Monday, December 23rd, 2013
Secret Santas pay off customers' layaway accounts
By Kathy Thompson
Photo by Kathy Thompson/The Daily Standard
Farrah Evans, left, stands with Walmart layaway supervisor Joyce Kremer. Kremer said Evans was one of many customers whose layaway balances were paid off by a Secret Santa.
CELINA - Farrah Evans was shocked when she walked into work at Walmart last week and found her layaway account had been paid off.
Evans, 31, works two jobs and knew that paying the more than $100 she had pending on the presents for her two children would put a crunch on her hopes of buying them clothes.
"Someone was so good to us," Evans said. "It made me cry."
Evans, a single mother who also takes care of her disabled parents, works at Walmart and Visions Manufacturing Group, both in Celina.
"It was just a wonderful surprise," Evans said. "I couldn't believe it."
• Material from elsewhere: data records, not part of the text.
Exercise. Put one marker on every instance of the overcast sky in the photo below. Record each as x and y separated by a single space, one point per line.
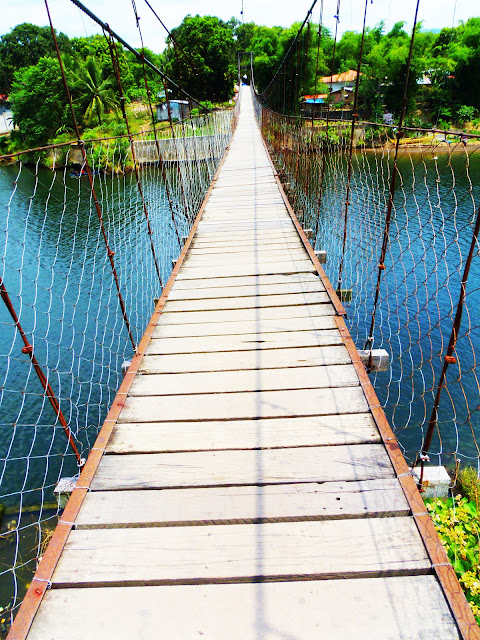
119 14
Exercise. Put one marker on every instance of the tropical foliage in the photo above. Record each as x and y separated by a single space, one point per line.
458 526
201 58
95 94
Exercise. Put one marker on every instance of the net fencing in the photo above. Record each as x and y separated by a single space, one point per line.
430 238
60 240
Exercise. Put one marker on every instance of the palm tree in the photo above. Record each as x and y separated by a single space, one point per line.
96 95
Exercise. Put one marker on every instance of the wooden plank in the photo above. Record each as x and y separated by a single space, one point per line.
288 253
245 342
209 248
250 380
246 235
249 315
220 553
253 226
251 405
236 361
234 467
261 268
223 241
245 291
258 281
247 302
230 505
378 609
169 437
232 328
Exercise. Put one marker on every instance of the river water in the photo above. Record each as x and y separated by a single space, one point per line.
56 269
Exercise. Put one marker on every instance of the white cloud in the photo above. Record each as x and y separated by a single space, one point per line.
119 14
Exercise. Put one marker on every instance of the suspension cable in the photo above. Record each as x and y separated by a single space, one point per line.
116 69
391 195
294 41
350 154
81 144
449 358
49 393
125 44
157 144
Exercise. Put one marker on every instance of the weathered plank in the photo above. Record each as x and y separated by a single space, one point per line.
250 380
246 257
252 405
247 290
239 269
236 361
245 342
208 249
228 553
248 302
222 505
258 281
249 315
166 437
233 467
315 323
377 609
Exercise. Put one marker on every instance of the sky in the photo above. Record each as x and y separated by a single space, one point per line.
66 17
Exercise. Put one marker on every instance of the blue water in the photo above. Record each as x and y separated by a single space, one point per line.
61 285
435 204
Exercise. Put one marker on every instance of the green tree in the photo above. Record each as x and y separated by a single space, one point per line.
208 71
23 47
95 94
38 100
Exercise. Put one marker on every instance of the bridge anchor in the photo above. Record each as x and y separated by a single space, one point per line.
375 359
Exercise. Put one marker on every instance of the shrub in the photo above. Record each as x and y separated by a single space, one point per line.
458 526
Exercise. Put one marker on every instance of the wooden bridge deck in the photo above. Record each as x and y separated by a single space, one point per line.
250 488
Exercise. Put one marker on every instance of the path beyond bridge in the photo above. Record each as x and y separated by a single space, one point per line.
246 484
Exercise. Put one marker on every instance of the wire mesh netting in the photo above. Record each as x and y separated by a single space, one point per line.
432 230
56 274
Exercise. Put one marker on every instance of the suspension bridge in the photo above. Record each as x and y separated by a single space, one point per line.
255 473
246 483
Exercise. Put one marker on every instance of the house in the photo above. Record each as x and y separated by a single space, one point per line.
179 110
6 115
339 81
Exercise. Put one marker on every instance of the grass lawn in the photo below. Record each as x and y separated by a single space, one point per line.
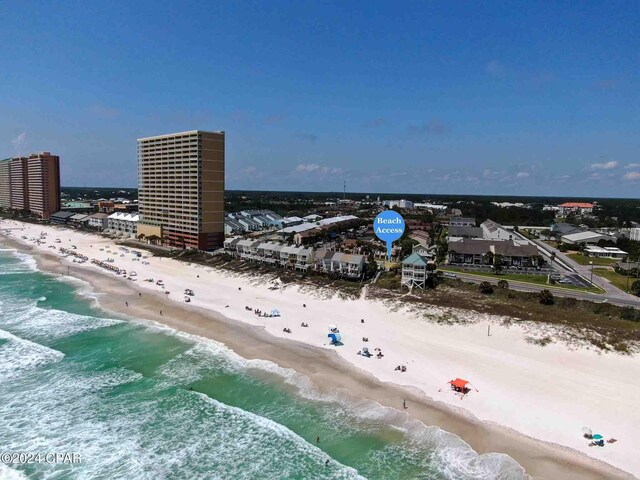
535 279
616 279
584 260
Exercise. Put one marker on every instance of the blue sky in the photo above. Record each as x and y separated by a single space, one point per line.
530 98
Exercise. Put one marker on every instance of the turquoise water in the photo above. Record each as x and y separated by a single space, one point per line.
73 379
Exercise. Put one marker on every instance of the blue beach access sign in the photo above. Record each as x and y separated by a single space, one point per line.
388 227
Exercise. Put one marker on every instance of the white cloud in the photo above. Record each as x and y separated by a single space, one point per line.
604 166
495 69
488 173
315 168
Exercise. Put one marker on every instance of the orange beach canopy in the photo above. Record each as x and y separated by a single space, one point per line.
458 382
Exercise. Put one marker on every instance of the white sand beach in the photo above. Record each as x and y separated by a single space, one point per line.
548 393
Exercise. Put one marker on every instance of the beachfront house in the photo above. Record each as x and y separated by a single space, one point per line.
79 219
494 231
421 237
415 270
125 224
461 222
342 264
588 238
458 233
60 218
98 221
576 207
484 252
230 245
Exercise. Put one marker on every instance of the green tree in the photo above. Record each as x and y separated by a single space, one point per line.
371 267
545 297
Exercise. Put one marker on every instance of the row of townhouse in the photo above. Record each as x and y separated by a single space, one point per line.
297 258
125 224
251 221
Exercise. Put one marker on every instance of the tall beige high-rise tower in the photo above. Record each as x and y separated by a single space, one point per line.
31 183
181 188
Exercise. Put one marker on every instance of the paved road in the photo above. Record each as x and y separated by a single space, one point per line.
584 271
558 291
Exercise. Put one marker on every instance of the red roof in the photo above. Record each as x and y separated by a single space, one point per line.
577 205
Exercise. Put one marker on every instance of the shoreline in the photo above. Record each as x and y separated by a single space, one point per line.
328 371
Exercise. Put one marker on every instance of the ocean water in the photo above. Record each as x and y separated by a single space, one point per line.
74 379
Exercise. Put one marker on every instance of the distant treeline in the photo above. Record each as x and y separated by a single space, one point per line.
611 212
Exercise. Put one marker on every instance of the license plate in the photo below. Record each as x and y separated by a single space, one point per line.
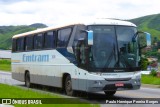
119 84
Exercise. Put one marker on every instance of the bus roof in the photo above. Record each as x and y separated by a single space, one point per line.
91 22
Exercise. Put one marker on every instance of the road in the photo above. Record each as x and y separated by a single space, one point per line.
5 77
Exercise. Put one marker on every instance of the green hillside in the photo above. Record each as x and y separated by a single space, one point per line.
149 24
6 33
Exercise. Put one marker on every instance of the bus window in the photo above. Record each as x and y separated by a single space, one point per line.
49 40
38 41
63 36
29 43
20 44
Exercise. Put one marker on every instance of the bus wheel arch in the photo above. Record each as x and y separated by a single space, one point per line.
27 79
67 84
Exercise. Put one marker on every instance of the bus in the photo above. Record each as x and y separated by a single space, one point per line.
94 56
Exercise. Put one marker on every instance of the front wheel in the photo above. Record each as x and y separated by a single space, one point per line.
68 86
109 93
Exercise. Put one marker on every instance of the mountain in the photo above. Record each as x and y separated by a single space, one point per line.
6 33
150 23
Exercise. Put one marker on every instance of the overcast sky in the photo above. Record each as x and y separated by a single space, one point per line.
53 12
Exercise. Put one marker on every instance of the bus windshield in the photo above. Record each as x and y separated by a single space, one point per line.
113 47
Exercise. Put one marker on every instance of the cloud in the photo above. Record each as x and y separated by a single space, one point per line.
53 12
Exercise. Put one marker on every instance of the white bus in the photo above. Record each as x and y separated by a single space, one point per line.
100 55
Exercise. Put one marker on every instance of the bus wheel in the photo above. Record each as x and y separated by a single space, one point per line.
109 93
27 80
68 86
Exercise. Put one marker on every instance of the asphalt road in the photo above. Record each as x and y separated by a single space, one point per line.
5 77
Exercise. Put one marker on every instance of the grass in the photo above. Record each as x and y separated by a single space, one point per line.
5 65
148 79
7 91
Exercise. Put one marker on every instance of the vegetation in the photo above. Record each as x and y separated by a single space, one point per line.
6 33
5 65
149 24
17 92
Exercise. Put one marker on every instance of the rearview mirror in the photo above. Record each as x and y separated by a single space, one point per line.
90 37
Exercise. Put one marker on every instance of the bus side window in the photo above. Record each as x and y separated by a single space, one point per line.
63 37
13 45
49 39
20 44
38 41
29 43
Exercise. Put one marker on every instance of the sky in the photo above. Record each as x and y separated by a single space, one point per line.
54 12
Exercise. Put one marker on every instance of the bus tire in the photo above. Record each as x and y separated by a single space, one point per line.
68 86
27 80
109 93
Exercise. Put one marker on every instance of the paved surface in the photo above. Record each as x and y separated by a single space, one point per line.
100 97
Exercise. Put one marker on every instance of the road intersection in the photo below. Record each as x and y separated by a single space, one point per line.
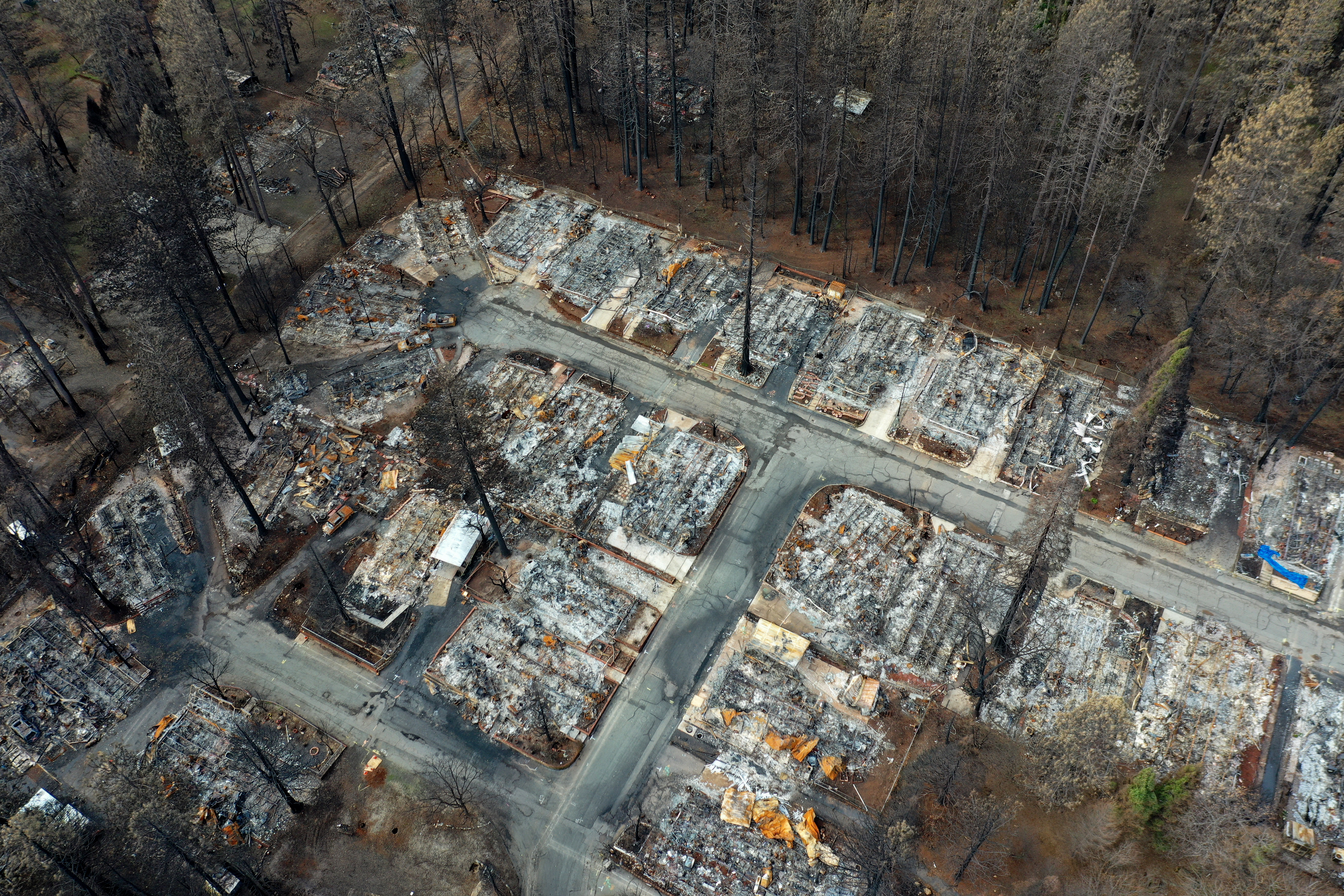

Joyce Kremer, layaway manager at the store, said a great many customers are completely shocked when they walk in just before Christmas and find out others have paid their layaway bills.
"One gentleman came in and gave $5,300 for the layaways," Kremer said. "A lady came in and gave $200. We split the money up so a lot of our customers get their presents paid off or down quite a bit."
Evans had mostly toys in her layaway, she said.
"We're not allowed to put clothes or shoes or things like that," Evans said. "So I had picked out the things they had asked for when they talked to Santa Claus."
So under the tree on Christmas morning will be radio controlled cars, board games, Wii video games and a couple of digital cameras for Evans' children, 8-year-old Havin Montague and 6-year-old Elon Montague.
"This is so nice of someone," Evans said, as tears formed in her eyes. "I work about 12 hours a day and this just helps so much. You don't want your kids to wish they have things other kids have. You don't ever want your kids to go without."
Kremer said a few hundred customers were helped by the "secret Santas" this year.
"It's amazing," Kremer said. "What a lot of the customers do is pay it forward. When they learn their stuff has been paid off, they in turn put money down on someone else's. It's pretty neat how good people are to each other. I think that's the Christmas spirit."